The second major criticism of Kurtz's Weekly Standard article was that he did not demonstrate that RP's actually caused any harm. The criticism was that at best he established a correlation between acceptance of same-sex unions and the acceptance of unmarried cohabitation. It seems to many critics, myself included, that other causes have caused both effects. In fact, many of Kurtz's own statements seem to indicate this. Still, Kurtz has argued that RP's have contributed to the acceptance of the latter. This his how he explains it in his NRO response:
There [the WS article] I showed that gay marriage had split the Norwegian church and weakened the position of those clergy most likely to speak out against the trend toward unmarried parenthood among heterosexuals. In Norway, the clergy most accepting of gay marriage are the clergy least likely to criticize unmarried parenthood.
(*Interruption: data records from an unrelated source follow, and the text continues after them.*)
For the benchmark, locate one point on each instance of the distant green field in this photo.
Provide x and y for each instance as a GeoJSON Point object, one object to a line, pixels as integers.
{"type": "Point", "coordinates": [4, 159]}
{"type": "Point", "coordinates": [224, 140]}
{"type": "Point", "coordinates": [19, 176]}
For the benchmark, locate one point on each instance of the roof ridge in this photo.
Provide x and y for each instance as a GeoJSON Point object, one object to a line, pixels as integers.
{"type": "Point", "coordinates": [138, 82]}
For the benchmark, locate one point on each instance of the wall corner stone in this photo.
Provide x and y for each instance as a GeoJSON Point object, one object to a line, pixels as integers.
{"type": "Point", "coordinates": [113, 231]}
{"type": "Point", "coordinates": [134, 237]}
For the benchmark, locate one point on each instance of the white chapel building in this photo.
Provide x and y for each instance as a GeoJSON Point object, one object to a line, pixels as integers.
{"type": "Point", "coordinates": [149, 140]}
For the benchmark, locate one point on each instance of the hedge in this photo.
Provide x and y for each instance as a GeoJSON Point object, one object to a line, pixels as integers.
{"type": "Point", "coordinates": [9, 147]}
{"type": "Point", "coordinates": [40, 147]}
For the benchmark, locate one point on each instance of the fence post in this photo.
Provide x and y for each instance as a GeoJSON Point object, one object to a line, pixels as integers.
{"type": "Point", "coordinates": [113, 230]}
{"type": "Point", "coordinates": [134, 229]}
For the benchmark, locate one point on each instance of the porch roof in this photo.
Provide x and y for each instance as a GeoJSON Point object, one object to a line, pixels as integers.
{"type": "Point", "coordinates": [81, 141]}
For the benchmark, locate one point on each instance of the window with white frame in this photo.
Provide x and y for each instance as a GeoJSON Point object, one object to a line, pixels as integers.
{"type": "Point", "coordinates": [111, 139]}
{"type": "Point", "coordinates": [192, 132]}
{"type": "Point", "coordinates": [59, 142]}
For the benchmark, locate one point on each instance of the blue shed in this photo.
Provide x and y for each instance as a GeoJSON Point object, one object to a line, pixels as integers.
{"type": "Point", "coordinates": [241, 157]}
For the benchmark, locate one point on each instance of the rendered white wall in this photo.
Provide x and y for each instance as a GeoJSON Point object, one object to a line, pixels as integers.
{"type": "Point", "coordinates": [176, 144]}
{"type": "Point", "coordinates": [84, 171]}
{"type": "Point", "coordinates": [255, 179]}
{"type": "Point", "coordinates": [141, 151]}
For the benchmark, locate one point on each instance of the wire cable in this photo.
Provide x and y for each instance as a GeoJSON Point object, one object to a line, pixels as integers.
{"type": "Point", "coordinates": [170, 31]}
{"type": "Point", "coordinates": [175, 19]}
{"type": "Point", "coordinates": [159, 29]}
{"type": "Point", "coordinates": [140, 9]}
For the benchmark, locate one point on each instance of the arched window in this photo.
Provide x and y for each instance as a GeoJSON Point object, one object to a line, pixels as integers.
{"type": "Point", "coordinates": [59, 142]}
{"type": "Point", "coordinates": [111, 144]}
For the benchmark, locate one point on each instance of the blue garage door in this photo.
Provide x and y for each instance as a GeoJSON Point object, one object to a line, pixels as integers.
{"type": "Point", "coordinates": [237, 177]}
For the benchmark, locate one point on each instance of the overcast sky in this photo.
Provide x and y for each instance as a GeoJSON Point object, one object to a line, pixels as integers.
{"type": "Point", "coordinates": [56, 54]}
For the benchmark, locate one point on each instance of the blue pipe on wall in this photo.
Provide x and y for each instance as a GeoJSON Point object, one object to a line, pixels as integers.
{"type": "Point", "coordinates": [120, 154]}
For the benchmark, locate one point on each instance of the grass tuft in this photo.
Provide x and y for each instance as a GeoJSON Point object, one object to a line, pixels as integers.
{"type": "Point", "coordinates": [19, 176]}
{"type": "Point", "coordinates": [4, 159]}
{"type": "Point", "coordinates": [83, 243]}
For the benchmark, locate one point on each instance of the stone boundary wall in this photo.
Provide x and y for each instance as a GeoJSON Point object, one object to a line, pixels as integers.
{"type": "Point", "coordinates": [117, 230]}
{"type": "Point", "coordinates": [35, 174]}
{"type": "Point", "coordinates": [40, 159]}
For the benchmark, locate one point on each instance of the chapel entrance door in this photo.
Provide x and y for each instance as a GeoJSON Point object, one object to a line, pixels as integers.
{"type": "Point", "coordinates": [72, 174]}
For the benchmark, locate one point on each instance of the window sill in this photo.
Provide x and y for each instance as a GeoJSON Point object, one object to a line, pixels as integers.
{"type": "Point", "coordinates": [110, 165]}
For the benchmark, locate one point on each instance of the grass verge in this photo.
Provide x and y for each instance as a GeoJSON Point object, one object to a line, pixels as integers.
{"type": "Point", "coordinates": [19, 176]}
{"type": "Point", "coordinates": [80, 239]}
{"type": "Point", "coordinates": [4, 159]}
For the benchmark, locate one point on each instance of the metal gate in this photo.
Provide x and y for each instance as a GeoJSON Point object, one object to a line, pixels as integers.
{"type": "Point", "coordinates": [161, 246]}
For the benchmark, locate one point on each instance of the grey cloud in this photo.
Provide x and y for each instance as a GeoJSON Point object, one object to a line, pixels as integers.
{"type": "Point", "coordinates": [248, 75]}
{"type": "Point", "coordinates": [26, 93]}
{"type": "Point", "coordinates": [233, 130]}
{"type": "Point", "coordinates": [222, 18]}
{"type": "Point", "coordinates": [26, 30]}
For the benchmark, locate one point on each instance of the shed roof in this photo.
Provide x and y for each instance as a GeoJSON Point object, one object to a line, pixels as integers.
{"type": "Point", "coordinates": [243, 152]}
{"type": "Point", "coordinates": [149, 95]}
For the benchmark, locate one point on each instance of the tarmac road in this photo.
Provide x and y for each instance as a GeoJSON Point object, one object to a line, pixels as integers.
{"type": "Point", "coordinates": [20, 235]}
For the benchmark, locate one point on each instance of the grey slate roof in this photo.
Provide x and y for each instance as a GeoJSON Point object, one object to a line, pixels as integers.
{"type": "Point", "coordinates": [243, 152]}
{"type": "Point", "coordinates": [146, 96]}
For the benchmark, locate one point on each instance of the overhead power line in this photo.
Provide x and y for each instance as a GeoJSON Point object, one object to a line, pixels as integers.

With priests who see homosexuality as sinful effectively banned from churches, their criticisms of out-of-wedlock parenthood will be lost as well. Since traditional religion is one of the strongest barriers to out-of-wedlock births (conservative religious districts in Norway have by far the lowest rates), it's obvious that the flag movement will help remove a key counterforce to the decline of marriage. And it is very unlikely that conservative priests would have been so thoroughly and effectively banned if the issue were only unmarried heterosexual parenthood. It took the question of homosexuality to produce what amounts to a near total purge of conservative clergy from Nordland's churches.
The flag movement Kurtz refers to is the practice of flying rainbow flags outside churches signifying that nobody inside the church may speak negatively about homosexuality. His argument thus seems to be: legal recognition of same-sex unions causes growing acceptance of homosexuality causes those who speak out against homosexuality (especially clergy) to be silenced (or at least ignored) causes the same people to have less success speaking out against other issues (like cohabitation) causes an increase in cohabitation causes harms like family dissolution. It is a very indirect chain even if one accepted all of the links, which aren't all so clear. For example, does legal recognition of same-sex unions cause acceptance of homosexuality or vice-versa? More importantly why does one need to attack homosexuality in order to preach against cohabitation? Can't one preach that "living in sin" is sinful without reference to homosexuality? It is certainly possible to point to the harms of cohabitation (increased chance of dissolution), while encouraging all couples (same-sex included) to choose marriage and reject cohabitation. To argue that A is harmful because many people who oppose A also oppose B which is itself harmful is not a particularly strong argument against A. It seems to be more of an argument that those people should spend their time opposing B directly.
Kurtz also mentions that, "The connection between gay marriage and unmarried parenthood extends to all sectors of Scandinavian society — religious or not. So when professors from NTNU use the example of gay marriage to argue that marriage is unnecessary for parenthood — they have just as much effect on their secular "congregations" as Lutheran clergy have on theirs." He seems to see this as the same process above, except in a secular environment. Actually it's a separate causal link. The issue is not one of common opponents to two phenomena, but the existence of one being used in support of another. Here the arguments goes: legal recognition of same-sex unions causes such unions to be used as an example of marriage without parenthood causes people to make arguments that marriage is unnecessary for parenthood caused people to believe said arguments causes people to have children without marrying. Before going further with this analysis, I should point out that herein lies a major distinction between RP's (until recently) and SSM. Under RP's initially a couple was not allowed to adopt or have access to reproductive technologies. Thus RP's were quite explicitly unions without reagards to parenthood. On the contrary one reason many SSM advocates, myself included, are so adamant about the rights of same-sex couples to marry is that in this country many same-sex couples are adopting and raising children. We feel marriage would help protect those families in the same way they help protect families headed by opposite-sex parents. It is the people that strive to deny these families the protection of marriage that are saying that marriage isn't important for parenting.
Even if same-sex couples never had children, though, Kurtz's causal chain would be seriously flawed. We can today, without SSM, point to marriages without kids. Those marriages do not establish that marriage is unnecessary for parenthood. They establish that parenthood is unnecessary for marriage. One does not imply the other. If people are incorrectly using and accepting such false logical arguments the solution is not to ban childless marriage but to speak out against the faulty logic. If people start to believe that acceptance of SSM requires believing marriage has nothing to do with having children, then acceptance of SSM could lead to more children born out-of-wedlock. It's unfair, though, for SSM oponents to make such false statements and then blame SSM advocates for the consequences. Kurtz, and other opponents of SSM, set up this false dichotomy. They claim marriage is either about the relationship between the adults, or it is about their children. Why can't it be both? In particular, family advocates should point out that the relationship between the adults has a significant impact on their children. A more stable, committed relationship between their parents is likely to be better for the children. I don't understand how this changes any if the parents are of the same-sex.